Hi Cathy
There is definitely a SAS AMO for PowerPoint. Have a look at the product docu:
http://support.sas.com/documentation/onlinedoc/addin/index.html
I believe SAS AMO is a great way to empower end-users to do their own analysis and create some adhoc-reports without the need of knowing a lot about programming.
For what you want to achieve I think that you risk a lot of pain when you give ppt slides to the end-user for regular reporting. It's less about the data source. I agree that you can protect it by granting read access only.
But what are you going to do about the ppt slides which are under the end-users control? How do you avoid that your end-users start changing the slides until they are no more functional - and then start "screaming" that "the system" is faulty.
I promise you that this is going to happen in one way or the other and that you will have to intervene and fix slides month after month.
Also: Because a lot of end-users won't understand the difference between slides with a "data link" and their own "static" slides you risk a "inflation" of change request. You will get little understanding that some of the requested and so simple looking changes would be a pain to realise.

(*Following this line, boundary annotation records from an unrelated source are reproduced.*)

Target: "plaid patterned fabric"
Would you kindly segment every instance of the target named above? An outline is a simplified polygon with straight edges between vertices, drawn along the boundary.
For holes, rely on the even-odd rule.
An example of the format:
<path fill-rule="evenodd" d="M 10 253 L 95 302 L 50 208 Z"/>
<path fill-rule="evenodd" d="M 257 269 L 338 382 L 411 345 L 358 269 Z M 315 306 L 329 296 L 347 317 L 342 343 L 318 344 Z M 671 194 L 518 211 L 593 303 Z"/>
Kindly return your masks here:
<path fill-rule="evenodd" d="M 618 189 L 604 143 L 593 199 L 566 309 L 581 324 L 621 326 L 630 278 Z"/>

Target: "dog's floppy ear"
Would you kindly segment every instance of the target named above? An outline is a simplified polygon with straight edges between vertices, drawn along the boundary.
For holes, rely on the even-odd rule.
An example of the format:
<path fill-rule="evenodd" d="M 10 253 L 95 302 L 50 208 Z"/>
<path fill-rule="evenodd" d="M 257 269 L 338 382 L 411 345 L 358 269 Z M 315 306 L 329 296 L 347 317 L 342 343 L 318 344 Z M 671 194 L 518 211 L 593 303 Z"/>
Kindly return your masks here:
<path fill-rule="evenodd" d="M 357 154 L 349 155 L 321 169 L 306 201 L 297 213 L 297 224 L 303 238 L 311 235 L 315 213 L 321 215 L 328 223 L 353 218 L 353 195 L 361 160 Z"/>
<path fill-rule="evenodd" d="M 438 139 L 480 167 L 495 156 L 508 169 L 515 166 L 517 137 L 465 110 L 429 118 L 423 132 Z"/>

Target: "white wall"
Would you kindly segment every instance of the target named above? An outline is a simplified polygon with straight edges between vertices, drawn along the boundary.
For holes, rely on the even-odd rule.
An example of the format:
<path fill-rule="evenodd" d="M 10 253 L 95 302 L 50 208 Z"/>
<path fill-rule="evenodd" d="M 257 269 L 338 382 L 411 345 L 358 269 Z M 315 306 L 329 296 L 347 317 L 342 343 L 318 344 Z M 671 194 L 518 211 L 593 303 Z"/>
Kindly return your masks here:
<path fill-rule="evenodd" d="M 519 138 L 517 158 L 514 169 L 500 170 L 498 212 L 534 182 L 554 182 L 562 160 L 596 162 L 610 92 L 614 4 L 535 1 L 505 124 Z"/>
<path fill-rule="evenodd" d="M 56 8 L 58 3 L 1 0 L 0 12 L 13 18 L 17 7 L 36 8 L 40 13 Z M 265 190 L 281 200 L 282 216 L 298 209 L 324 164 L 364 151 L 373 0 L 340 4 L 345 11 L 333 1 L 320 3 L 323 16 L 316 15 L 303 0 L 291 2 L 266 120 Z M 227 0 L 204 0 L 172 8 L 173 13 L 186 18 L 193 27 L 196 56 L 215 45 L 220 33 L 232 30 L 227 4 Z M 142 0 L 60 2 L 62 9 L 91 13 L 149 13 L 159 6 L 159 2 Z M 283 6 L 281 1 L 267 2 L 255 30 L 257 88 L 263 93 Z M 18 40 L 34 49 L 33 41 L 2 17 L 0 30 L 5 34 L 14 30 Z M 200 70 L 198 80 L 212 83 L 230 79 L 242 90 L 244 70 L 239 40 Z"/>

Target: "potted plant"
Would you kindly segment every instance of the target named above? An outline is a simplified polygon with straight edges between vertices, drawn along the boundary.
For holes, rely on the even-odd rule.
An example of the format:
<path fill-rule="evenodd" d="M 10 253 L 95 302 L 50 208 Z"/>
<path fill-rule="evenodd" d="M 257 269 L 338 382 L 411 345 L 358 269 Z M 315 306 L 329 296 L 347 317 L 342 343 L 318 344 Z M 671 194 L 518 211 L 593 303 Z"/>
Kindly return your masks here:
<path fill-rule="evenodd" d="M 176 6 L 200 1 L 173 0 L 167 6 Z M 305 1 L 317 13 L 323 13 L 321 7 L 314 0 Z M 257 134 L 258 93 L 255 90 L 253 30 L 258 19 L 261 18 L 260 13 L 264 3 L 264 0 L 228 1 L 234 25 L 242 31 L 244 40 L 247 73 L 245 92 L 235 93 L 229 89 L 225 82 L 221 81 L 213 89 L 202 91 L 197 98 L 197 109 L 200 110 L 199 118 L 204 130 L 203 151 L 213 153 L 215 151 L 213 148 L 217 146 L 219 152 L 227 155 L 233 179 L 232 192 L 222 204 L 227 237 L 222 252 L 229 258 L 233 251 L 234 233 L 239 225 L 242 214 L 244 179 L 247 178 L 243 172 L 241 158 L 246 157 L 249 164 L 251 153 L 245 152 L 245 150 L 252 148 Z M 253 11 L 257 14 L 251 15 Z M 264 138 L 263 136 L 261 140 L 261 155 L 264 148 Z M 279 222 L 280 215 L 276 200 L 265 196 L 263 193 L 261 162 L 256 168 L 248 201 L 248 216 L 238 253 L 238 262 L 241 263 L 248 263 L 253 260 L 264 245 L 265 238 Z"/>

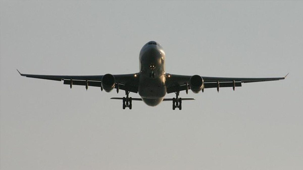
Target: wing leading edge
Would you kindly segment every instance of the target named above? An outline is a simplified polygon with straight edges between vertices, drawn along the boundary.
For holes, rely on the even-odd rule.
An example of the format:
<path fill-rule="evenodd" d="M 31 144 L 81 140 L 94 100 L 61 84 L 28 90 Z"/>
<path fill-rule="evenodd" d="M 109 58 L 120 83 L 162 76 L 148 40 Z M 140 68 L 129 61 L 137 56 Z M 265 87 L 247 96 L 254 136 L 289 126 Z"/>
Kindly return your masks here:
<path fill-rule="evenodd" d="M 22 76 L 40 79 L 58 81 L 64 81 L 64 84 L 101 87 L 102 80 L 103 75 L 93 76 L 65 76 L 43 75 L 23 74 L 18 70 L 17 71 Z M 136 74 L 136 76 L 134 75 Z M 113 75 L 116 83 L 115 88 L 134 93 L 138 92 L 138 74 Z"/>
<path fill-rule="evenodd" d="M 288 73 L 289 74 L 289 73 Z M 242 86 L 242 83 L 275 81 L 285 79 L 288 74 L 283 77 L 269 78 L 238 78 L 221 77 L 201 76 L 204 81 L 204 88 L 216 88 L 218 91 L 219 87 Z M 190 76 L 185 76 L 166 74 L 168 93 L 177 91 L 188 90 L 190 89 Z"/>

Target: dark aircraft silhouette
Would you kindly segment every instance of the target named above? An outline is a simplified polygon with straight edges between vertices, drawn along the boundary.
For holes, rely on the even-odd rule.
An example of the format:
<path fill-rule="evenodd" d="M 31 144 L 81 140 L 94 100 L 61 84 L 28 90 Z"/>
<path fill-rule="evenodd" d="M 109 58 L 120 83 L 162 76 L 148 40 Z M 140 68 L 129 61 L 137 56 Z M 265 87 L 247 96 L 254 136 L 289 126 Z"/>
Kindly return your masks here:
<path fill-rule="evenodd" d="M 95 76 L 57 76 L 22 74 L 22 76 L 57 81 L 63 80 L 65 84 L 101 87 L 101 90 L 109 92 L 113 89 L 125 91 L 126 96 L 113 97 L 122 100 L 123 109 L 131 109 L 132 100 L 142 100 L 148 106 L 157 106 L 163 101 L 172 101 L 172 109 L 182 108 L 182 100 L 194 100 L 193 98 L 179 97 L 180 91 L 185 90 L 186 94 L 190 89 L 195 93 L 204 91 L 205 89 L 241 87 L 242 83 L 278 80 L 282 77 L 240 78 L 201 76 L 198 75 L 184 76 L 173 74 L 165 72 L 165 53 L 161 45 L 154 41 L 145 44 L 139 55 L 139 72 L 127 74 Z M 139 93 L 141 98 L 129 97 L 130 92 Z M 167 93 L 174 93 L 176 97 L 165 99 Z"/>

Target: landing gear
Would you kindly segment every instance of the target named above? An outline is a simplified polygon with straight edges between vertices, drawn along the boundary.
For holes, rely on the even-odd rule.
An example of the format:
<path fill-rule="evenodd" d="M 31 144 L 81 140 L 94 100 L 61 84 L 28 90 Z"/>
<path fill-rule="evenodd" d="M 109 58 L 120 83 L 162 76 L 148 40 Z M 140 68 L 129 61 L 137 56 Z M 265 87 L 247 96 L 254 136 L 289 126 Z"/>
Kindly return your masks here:
<path fill-rule="evenodd" d="M 179 92 L 177 91 L 175 92 L 176 93 L 176 98 L 172 98 L 172 110 L 175 110 L 176 108 L 179 108 L 179 110 L 182 109 L 182 98 L 178 98 Z"/>
<path fill-rule="evenodd" d="M 132 97 L 128 97 L 128 94 L 129 94 L 129 92 L 125 91 L 125 94 L 126 95 L 126 97 L 123 97 L 123 103 L 122 105 L 122 108 L 123 109 L 125 109 L 125 107 L 128 107 L 130 110 L 132 109 Z"/>

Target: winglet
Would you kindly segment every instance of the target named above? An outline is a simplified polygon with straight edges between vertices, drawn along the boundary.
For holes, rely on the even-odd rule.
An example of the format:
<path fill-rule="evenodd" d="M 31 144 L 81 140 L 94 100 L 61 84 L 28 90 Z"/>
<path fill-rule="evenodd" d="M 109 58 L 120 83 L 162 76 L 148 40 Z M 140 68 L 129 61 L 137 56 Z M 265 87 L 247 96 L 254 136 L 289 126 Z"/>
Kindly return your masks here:
<path fill-rule="evenodd" d="M 286 74 L 286 76 L 285 76 L 285 77 L 284 77 L 284 78 L 286 78 L 286 76 L 287 76 L 287 75 L 288 75 L 288 74 L 289 74 L 289 73 L 287 73 L 287 74 Z"/>
<path fill-rule="evenodd" d="M 20 73 L 20 72 L 19 71 L 19 70 L 18 70 L 18 69 L 16 69 L 16 70 L 17 70 L 17 71 L 18 71 L 18 72 L 19 73 L 19 74 L 20 74 L 20 75 L 21 75 L 21 76 L 22 75 L 22 74 L 21 74 L 21 73 Z"/>

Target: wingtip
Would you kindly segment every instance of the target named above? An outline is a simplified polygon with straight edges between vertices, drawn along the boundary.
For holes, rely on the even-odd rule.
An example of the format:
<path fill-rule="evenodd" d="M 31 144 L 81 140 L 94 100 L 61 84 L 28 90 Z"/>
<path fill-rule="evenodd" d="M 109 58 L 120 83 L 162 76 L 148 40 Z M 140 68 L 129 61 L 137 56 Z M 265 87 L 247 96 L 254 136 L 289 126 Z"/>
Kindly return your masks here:
<path fill-rule="evenodd" d="M 287 77 L 287 76 L 288 75 L 288 74 L 289 74 L 289 73 L 287 73 L 287 74 L 286 74 L 286 76 L 285 76 L 285 77 L 284 77 L 284 78 L 286 78 L 286 77 Z"/>
<path fill-rule="evenodd" d="M 17 70 L 17 71 L 18 71 L 18 72 L 19 73 L 19 74 L 20 74 L 20 75 L 21 75 L 22 76 L 22 74 L 21 74 L 21 73 L 20 73 L 20 72 L 19 71 L 19 70 L 18 70 L 18 69 L 16 69 L 16 70 Z"/>

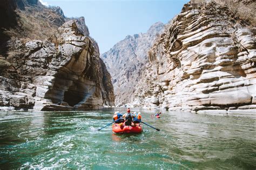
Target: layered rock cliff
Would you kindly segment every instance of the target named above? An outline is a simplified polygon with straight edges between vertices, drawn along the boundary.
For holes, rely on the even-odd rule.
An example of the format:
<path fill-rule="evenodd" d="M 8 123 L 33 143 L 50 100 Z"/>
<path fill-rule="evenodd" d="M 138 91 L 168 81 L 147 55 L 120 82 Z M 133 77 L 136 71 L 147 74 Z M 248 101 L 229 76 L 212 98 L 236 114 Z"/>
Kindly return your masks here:
<path fill-rule="evenodd" d="M 146 33 L 127 36 L 100 56 L 112 76 L 117 106 L 133 101 L 135 87 L 149 62 L 147 51 L 164 27 L 158 22 Z"/>
<path fill-rule="evenodd" d="M 11 13 L 17 24 L 1 28 L 6 38 L 1 42 L 0 106 L 59 111 L 113 105 L 110 74 L 84 18 L 66 18 L 60 8 L 46 8 L 36 0 L 15 3 Z M 29 24 L 42 29 L 45 25 L 49 31 L 35 36 L 39 30 L 26 29 Z M 21 35 L 13 32 L 18 30 Z M 35 37 L 39 39 L 33 40 Z"/>
<path fill-rule="evenodd" d="M 256 112 L 253 21 L 213 1 L 185 4 L 169 24 L 149 52 L 134 106 Z"/>

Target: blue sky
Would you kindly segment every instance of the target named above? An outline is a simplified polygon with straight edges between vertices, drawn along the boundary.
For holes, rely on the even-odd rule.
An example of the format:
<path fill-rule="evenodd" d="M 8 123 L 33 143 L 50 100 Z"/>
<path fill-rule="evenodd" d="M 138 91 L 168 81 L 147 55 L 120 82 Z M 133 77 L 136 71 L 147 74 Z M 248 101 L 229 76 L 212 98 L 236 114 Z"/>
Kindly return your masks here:
<path fill-rule="evenodd" d="M 84 16 L 90 36 L 105 52 L 128 35 L 167 23 L 188 0 L 40 0 L 59 6 L 66 17 Z"/>

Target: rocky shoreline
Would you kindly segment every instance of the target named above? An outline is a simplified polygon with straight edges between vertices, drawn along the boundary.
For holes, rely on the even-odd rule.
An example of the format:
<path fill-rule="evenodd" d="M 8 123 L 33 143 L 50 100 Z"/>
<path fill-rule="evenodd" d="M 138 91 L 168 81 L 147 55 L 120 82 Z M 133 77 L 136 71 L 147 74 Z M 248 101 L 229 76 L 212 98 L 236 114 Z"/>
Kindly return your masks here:
<path fill-rule="evenodd" d="M 255 114 L 255 32 L 241 21 L 214 2 L 185 4 L 149 52 L 132 105 Z"/>

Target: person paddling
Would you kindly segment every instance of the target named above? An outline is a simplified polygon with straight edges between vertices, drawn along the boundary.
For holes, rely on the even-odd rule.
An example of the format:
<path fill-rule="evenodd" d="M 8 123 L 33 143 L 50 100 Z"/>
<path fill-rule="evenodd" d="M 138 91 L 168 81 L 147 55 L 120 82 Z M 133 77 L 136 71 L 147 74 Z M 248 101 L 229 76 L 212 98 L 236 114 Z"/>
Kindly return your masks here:
<path fill-rule="evenodd" d="M 159 115 L 160 115 L 160 114 L 158 112 L 157 112 L 157 113 L 154 115 L 154 116 L 159 116 Z"/>
<path fill-rule="evenodd" d="M 123 115 L 123 117 L 125 118 L 125 126 L 131 126 L 132 121 L 132 115 L 131 114 L 131 111 L 130 108 L 127 110 L 127 113 Z"/>
<path fill-rule="evenodd" d="M 136 112 L 134 112 L 133 113 L 133 124 L 138 124 L 140 122 L 140 121 L 142 121 L 142 115 L 140 114 L 140 112 L 137 113 Z"/>
<path fill-rule="evenodd" d="M 124 119 L 120 119 L 123 117 L 123 115 L 117 111 L 114 112 L 114 115 L 113 116 L 113 120 L 115 123 L 119 124 L 124 122 Z"/>

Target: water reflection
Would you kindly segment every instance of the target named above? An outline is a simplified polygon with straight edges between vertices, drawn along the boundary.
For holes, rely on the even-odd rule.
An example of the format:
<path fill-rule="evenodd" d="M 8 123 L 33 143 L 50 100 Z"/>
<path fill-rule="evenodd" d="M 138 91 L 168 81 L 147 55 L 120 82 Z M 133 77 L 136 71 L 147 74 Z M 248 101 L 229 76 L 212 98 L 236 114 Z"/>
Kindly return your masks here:
<path fill-rule="evenodd" d="M 138 134 L 115 134 L 115 111 L 0 113 L 0 169 L 255 169 L 255 119 L 140 112 Z M 8 127 L 8 128 L 6 128 Z"/>

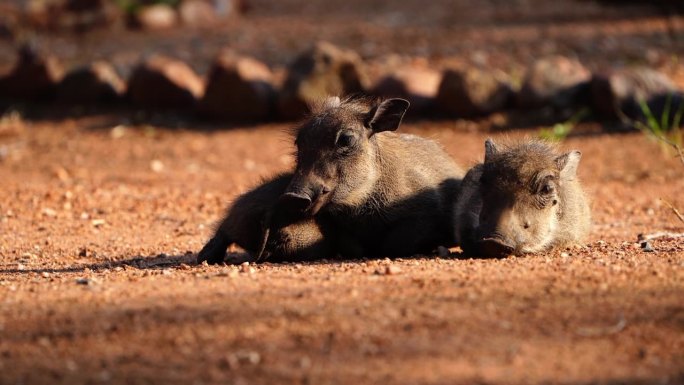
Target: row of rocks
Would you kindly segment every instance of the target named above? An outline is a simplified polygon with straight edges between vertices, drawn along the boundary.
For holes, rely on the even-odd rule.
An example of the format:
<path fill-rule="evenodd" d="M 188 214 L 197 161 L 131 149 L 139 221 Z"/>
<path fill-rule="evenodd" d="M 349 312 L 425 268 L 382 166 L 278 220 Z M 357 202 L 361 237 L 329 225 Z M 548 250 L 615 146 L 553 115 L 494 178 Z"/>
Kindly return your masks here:
<path fill-rule="evenodd" d="M 603 118 L 638 119 L 640 100 L 647 101 L 656 116 L 666 109 L 676 114 L 684 100 L 673 82 L 657 71 L 628 68 L 592 74 L 578 60 L 563 56 L 536 61 L 519 87 L 505 73 L 478 67 L 440 72 L 405 66 L 371 84 L 356 53 L 325 42 L 301 53 L 282 85 L 268 66 L 231 51 L 217 56 L 206 82 L 186 63 L 158 55 L 134 68 L 128 82 L 105 62 L 65 74 L 51 57 L 28 48 L 19 56 L 14 70 L 0 78 L 0 98 L 56 99 L 66 104 L 119 100 L 145 109 L 196 111 L 232 121 L 298 119 L 310 103 L 328 95 L 403 97 L 411 102 L 413 116 L 456 118 L 512 108 L 550 108 L 562 115 L 590 106 Z"/>

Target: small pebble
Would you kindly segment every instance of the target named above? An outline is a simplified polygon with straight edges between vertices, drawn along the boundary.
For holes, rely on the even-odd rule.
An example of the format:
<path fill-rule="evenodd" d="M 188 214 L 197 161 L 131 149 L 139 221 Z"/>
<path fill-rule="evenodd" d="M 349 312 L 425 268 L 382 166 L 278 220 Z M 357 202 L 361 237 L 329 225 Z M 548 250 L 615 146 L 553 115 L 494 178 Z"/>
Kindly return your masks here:
<path fill-rule="evenodd" d="M 651 247 L 651 243 L 650 243 L 649 241 L 641 242 L 641 245 L 640 245 L 640 246 L 641 246 L 641 250 L 644 251 L 644 252 L 646 252 L 646 253 L 652 253 L 652 252 L 655 251 L 655 250 L 653 250 L 653 248 Z"/>

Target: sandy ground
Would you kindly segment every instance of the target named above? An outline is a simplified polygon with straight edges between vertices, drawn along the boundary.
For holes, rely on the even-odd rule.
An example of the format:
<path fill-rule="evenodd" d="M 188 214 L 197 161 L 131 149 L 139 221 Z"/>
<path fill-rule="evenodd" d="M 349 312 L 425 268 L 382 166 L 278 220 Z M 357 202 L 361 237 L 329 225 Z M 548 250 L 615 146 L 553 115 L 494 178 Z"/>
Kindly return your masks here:
<path fill-rule="evenodd" d="M 684 165 L 644 135 L 562 144 L 583 152 L 593 199 L 579 250 L 210 267 L 194 253 L 224 206 L 291 167 L 287 126 L 116 125 L 34 122 L 1 138 L 0 383 L 684 381 L 684 244 L 636 244 L 684 231 L 660 200 L 684 207 Z M 486 136 L 402 131 L 463 165 Z"/>
<path fill-rule="evenodd" d="M 684 85 L 675 2 L 251 3 L 217 28 L 34 38 L 67 66 L 104 58 L 123 75 L 152 52 L 205 73 L 225 46 L 282 69 L 326 39 L 376 63 L 521 76 L 560 53 L 591 69 L 647 64 Z M 13 60 L 0 41 L 0 72 Z M 210 267 L 195 253 L 224 207 L 292 167 L 287 125 L 197 130 L 164 116 L 170 129 L 130 114 L 0 122 L 0 384 L 684 383 L 684 223 L 661 200 L 684 211 L 684 165 L 640 133 L 587 127 L 562 143 L 582 151 L 593 199 L 582 249 Z M 487 136 L 537 135 L 484 126 L 401 130 L 464 166 Z M 672 234 L 643 252 L 637 235 L 659 232 Z"/>

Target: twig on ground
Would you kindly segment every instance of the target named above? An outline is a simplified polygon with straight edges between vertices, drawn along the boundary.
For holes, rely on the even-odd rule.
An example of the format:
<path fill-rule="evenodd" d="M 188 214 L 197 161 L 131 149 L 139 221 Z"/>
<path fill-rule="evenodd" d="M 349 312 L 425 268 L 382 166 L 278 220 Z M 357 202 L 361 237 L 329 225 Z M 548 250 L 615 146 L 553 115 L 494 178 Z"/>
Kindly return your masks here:
<path fill-rule="evenodd" d="M 637 242 L 648 242 L 658 238 L 684 238 L 684 233 L 671 233 L 669 231 L 659 231 L 653 234 L 637 235 Z"/>
<path fill-rule="evenodd" d="M 662 135 L 653 135 L 656 139 L 662 141 L 665 144 L 668 144 L 674 148 L 675 152 L 677 152 L 677 156 L 679 157 L 679 161 L 682 162 L 682 165 L 684 165 L 684 153 L 682 153 L 682 147 L 678 145 L 677 143 L 671 141 L 670 139 L 662 136 Z M 682 218 L 681 216 L 679 217 L 680 219 Z"/>
<path fill-rule="evenodd" d="M 627 320 L 624 315 L 620 315 L 620 319 L 615 325 L 608 327 L 583 327 L 578 328 L 576 333 L 583 337 L 601 337 L 611 334 L 620 333 L 627 326 Z"/>

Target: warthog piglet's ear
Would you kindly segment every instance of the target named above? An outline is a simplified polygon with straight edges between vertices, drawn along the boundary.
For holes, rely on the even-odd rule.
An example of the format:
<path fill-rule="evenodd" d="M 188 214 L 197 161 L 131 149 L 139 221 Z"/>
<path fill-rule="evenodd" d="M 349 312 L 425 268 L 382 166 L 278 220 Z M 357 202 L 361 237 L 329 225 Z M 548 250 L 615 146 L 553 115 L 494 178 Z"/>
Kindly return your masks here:
<path fill-rule="evenodd" d="M 408 100 L 388 99 L 371 109 L 366 120 L 366 127 L 371 135 L 383 131 L 394 131 L 399 128 L 401 119 L 409 107 Z"/>
<path fill-rule="evenodd" d="M 581 158 L 582 153 L 579 151 L 570 151 L 556 158 L 556 166 L 560 171 L 561 180 L 575 179 Z"/>

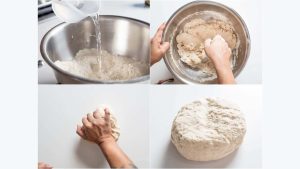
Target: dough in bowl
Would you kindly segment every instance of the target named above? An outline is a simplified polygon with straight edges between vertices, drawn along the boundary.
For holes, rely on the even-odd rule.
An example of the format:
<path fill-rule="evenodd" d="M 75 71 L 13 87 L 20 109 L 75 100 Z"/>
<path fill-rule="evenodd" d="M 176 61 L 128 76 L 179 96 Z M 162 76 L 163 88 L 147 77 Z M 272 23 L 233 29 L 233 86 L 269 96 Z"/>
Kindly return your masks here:
<path fill-rule="evenodd" d="M 173 121 L 171 140 L 186 159 L 211 161 L 239 148 L 245 133 L 246 122 L 237 106 L 205 98 L 181 108 Z"/>
<path fill-rule="evenodd" d="M 100 108 L 98 108 L 99 112 L 100 112 L 100 116 L 104 118 L 105 112 L 104 109 L 108 108 L 107 106 L 100 106 Z M 111 111 L 110 108 L 108 108 L 108 110 L 110 111 L 110 124 L 111 124 L 111 129 L 112 129 L 112 136 L 114 137 L 114 139 L 116 141 L 118 141 L 119 136 L 120 136 L 120 128 L 118 126 L 117 123 L 117 119 L 114 116 L 113 112 Z"/>

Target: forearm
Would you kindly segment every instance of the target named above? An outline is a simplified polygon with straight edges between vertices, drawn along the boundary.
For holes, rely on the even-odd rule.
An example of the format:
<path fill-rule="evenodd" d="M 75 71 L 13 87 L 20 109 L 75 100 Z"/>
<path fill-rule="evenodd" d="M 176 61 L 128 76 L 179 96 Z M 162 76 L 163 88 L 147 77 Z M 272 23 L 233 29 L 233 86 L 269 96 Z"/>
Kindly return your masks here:
<path fill-rule="evenodd" d="M 219 84 L 235 84 L 230 64 L 215 64 Z"/>
<path fill-rule="evenodd" d="M 111 168 L 136 168 L 114 140 L 103 142 L 99 147 Z"/>

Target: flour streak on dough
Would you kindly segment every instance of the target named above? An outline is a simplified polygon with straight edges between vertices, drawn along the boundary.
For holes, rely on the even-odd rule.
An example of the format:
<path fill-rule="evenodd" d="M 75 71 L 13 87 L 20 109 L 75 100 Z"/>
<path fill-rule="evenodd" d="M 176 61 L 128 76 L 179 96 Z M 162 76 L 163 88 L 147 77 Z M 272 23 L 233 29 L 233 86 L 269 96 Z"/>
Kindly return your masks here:
<path fill-rule="evenodd" d="M 220 35 L 228 43 L 228 46 L 234 49 L 239 45 L 238 36 L 228 21 L 221 19 L 204 20 L 200 16 L 196 17 L 196 15 L 193 15 L 193 18 L 184 24 L 183 29 L 176 36 L 180 60 L 189 67 L 216 78 L 214 65 L 204 50 L 205 40 Z"/>
<path fill-rule="evenodd" d="M 206 98 L 181 108 L 173 121 L 172 143 L 186 159 L 221 159 L 242 143 L 246 122 L 240 109 L 222 99 Z"/>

If your end-users want access to the underlying data to produce their own adhoc-reports: Give them either access via SAS AMO (then best done in Excel) or produce monthly data extracts for them (i.e. csv files).
There is another issue with SAS AMO (and also any VBA solution): All this stuff depends on the MS Office version and it wouldn't be the first time that some functionality doesn't work properly anymore after MS Office got updated.
The "bad" thing about push and pdf: Unless you've got experience with SAS/Graph then creating reasonable graphs with SAS could become quite a challenge and is for sure more difficult than creating the same graphs in MS Office.